In the Russian region of Orenburg, people with severe symptoms of intoxication have been taken to hospital for days. There are now over 30 dead. They had all drunk liquor mixed with methanol beforehand. The government wants to reach potential consumers with an exchange campaign.
After dozens of deaths from the consumption of adulterated schnapps, the central Russian region of Orenburg has started an “alcohol for food” barter campaign. Buyers of “alcoholic beverages of dubious quality” could exchange them in supermarkets for food worth several times the purchase price, reported the Tass news agency on Sunday.
In the past few days, 67 people became seriously ill after consuming adulterated schnapps, and some had to be connected to heart-lung machines, according to the authorities. 34 of them died. According to Tass, studies showed that people had drunk schnapps mixed with highly toxic methanol. In some cases, victims had three to five times a fatal dose of methanol in their blood.

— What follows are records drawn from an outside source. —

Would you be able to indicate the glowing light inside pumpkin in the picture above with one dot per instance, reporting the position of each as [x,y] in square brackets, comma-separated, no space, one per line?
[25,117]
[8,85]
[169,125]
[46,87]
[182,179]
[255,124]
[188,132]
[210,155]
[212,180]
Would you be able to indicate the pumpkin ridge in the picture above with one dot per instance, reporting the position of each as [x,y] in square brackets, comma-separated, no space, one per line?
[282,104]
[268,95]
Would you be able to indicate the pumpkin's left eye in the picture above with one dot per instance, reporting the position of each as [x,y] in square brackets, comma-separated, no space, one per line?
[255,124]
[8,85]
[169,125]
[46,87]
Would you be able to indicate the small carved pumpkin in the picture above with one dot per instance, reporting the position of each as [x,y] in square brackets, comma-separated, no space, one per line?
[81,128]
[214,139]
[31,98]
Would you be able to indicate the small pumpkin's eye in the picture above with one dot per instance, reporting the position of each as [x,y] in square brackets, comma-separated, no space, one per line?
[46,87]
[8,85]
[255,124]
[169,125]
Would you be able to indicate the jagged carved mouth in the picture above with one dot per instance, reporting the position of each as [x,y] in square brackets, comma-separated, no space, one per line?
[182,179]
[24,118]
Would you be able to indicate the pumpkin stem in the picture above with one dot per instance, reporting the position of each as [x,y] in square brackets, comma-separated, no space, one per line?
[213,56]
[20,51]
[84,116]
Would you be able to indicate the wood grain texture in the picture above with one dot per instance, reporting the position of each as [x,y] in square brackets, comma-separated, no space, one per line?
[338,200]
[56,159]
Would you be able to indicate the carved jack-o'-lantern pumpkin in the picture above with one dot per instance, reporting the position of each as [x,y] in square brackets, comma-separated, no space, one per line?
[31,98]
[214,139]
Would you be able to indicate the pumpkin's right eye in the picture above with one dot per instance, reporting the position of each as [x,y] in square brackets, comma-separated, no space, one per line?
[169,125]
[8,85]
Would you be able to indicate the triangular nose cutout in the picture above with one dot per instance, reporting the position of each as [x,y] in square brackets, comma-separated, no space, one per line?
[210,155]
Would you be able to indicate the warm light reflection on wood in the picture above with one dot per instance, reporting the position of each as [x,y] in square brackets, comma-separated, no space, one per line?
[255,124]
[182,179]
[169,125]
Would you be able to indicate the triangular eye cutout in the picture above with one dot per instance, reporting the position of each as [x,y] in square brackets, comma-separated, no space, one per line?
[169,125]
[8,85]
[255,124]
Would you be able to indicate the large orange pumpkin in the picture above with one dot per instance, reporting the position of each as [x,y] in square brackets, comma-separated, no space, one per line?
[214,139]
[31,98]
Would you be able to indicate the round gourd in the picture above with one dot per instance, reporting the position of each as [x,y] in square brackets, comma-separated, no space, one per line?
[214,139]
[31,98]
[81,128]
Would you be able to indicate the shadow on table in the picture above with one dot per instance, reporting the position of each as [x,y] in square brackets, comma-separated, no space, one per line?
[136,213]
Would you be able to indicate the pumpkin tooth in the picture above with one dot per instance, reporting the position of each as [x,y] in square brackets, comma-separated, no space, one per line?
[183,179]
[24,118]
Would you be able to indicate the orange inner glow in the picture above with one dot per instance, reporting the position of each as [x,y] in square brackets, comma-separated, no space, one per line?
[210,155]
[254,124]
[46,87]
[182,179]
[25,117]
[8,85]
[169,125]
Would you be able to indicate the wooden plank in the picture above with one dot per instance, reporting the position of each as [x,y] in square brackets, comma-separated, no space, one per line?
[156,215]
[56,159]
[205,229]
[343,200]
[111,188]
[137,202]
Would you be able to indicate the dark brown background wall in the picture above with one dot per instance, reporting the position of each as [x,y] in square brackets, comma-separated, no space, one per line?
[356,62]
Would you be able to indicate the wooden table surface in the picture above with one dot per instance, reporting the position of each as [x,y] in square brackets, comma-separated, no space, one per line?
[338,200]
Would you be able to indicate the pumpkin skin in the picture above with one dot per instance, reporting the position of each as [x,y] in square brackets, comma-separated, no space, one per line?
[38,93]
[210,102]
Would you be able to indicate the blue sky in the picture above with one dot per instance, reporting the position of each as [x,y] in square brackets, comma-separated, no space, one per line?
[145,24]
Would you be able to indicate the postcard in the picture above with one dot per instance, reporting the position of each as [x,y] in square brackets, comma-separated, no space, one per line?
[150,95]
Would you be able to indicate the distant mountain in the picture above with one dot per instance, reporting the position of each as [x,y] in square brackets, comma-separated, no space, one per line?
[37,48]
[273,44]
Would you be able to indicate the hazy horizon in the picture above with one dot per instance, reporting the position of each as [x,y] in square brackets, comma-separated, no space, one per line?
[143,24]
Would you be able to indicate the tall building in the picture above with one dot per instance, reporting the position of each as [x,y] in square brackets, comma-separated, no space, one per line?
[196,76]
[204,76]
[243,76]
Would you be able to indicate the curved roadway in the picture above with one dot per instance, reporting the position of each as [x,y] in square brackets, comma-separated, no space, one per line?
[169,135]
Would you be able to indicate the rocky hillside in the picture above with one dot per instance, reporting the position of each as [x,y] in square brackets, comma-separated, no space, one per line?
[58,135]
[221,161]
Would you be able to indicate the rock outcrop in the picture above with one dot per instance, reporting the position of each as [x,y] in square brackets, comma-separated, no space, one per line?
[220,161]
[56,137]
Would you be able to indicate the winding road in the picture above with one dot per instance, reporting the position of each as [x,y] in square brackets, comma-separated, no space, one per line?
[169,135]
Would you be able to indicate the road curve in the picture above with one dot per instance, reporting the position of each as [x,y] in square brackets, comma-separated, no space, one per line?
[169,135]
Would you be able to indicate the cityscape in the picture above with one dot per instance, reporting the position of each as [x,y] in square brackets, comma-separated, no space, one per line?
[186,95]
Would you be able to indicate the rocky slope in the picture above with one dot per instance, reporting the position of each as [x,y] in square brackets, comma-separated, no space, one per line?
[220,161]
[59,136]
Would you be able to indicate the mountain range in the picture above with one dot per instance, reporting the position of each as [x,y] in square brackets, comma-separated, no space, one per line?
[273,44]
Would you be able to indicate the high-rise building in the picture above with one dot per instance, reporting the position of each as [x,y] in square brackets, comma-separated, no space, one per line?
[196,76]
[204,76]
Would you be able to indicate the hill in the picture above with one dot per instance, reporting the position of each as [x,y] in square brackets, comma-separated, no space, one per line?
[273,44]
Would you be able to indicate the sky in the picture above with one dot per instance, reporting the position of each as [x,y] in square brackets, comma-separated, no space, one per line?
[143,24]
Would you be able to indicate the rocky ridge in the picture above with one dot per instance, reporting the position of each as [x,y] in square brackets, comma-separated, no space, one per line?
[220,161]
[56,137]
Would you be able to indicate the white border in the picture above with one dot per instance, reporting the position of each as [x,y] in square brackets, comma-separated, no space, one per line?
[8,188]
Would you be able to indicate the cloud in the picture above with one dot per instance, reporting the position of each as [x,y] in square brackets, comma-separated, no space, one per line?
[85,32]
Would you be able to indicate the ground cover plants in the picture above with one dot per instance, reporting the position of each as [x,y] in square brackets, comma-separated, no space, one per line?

According to the regional government, nine people have been arrested so far. They are accused of illicit manufacture and illegal trade in prohibited alcohol. Governor Denis Pasler had announced extensive controls of sales outlets in the area in order to remove the adulterated alcohol from circulation. “Until the results are complete, alcohol consumption can be life-threatening,” he warned. More than 1200 glass and plastic bottles have already been confiscated. The central investigation committee in Moscow announced on Saturday that eleven large barrels had also been seized. According to this, hundreds of liters of the liquid were found, which should now be examined.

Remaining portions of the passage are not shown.